La nieve caía con una calma engañosa sobre los pinos altos que rodeaban la mansión Minamoto. Era una nevada limpia, silenciosa, de esas que amortiguan el sonido y hacen que el mundo parezca dormido. Pero detrás de esa calma perfecta vendría una de las catástrofes más grandes que la humanidad hubiera experimentado.
Tanaka Minamoto lo sintió antes que cualquiera.
No fue un presentimiento. Fue un mensaje directo del sello. Él era el cuarto Guardián.
El suelo bajo el patio interno emitió un sonido como el de una bestia herida. La marca en su brazo izquierdo comenzó a brillar. El símbolo —un dragón estilizado, antiguo— parecía moverse sobre su antebrazo.
—El sello está reaccionando —gritó en voz alta.

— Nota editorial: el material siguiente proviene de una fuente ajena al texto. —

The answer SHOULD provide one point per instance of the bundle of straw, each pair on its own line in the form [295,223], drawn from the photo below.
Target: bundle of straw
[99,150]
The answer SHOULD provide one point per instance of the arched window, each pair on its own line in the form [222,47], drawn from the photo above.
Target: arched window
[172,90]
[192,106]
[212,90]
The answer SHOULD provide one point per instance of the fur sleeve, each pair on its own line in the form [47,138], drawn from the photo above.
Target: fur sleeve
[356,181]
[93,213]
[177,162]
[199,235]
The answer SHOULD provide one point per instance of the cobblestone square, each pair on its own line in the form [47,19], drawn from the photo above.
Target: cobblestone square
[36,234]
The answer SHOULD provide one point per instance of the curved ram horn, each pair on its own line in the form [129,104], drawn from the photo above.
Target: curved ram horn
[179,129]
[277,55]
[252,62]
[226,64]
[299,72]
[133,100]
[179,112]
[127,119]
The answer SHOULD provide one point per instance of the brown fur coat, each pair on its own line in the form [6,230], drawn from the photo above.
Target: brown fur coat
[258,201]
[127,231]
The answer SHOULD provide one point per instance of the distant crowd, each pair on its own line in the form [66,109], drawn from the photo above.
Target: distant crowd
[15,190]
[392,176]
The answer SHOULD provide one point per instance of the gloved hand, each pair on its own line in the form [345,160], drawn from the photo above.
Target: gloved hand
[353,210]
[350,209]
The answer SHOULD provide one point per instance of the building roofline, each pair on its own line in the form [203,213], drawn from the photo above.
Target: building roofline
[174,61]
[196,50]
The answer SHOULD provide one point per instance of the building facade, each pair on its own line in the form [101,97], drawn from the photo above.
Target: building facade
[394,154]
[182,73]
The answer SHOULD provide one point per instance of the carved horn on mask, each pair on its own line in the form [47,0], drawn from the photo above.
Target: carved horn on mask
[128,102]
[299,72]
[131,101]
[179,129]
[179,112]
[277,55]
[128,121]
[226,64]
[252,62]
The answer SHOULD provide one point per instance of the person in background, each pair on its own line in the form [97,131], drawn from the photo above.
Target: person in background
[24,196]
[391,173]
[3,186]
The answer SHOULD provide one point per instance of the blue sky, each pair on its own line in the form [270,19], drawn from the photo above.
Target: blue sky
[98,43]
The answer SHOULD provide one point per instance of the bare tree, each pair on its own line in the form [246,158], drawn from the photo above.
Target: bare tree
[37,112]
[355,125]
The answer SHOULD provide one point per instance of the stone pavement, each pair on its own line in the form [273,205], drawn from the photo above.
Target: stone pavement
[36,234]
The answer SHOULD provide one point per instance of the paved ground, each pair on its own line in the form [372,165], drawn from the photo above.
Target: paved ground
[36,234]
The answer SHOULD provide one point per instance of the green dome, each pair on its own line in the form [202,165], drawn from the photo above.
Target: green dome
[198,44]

En la reunión global habían acordado reforzar las zonas donde estaban los sellos dimensionales. Crear nuevos protocolos de seguridad, luego de descubrir que la seguridad interna había sido comprometida por traidores, aunque todavía no sabían quiénes eran los responsables.
Tanaka apretó los dientes.
La mansión Minamoto no era solo una residencia ancestral. Era uno de los puntos de mayor seguridad del mundo.
En lo que hoy se conoce como Hokkaido, al terminar la Gran Guerra, los Seres Supremos encerraron la avanzada marítima de los Karnot: tropas preparadas para dominar los océanos, una fuerza naval imposible de imaginar.
Según los documentos ancestrales, la flota del Pacífico constaba de mil cruceros de combate, tan avanzados que hoy ni siquiera las películas de ciencia ficción podrían describirlos con precisión.
La idea de que eso fuera liberado le heló la sangre.
De pronto, las alarmas mágicas comenzaron a activarse en todo el complejo.
—Activen protocolo de emergencia —ordenó por comunicador—. Todo el personal a posiciones. Cierre del ala sur. Refuerzo en la cámara del sello.
Las respuestas llegaron de inmediato, pero antes de que alguien pudiera desplegarse completamente, los comunicadores tácticos en las muñecas comenzaron a vibrar con fuerza.
Era la señal que nadie quería escuchar:
Amenaza directa al sello.
Guardias intercambiaron miradas. Nadie necesitaba explicación.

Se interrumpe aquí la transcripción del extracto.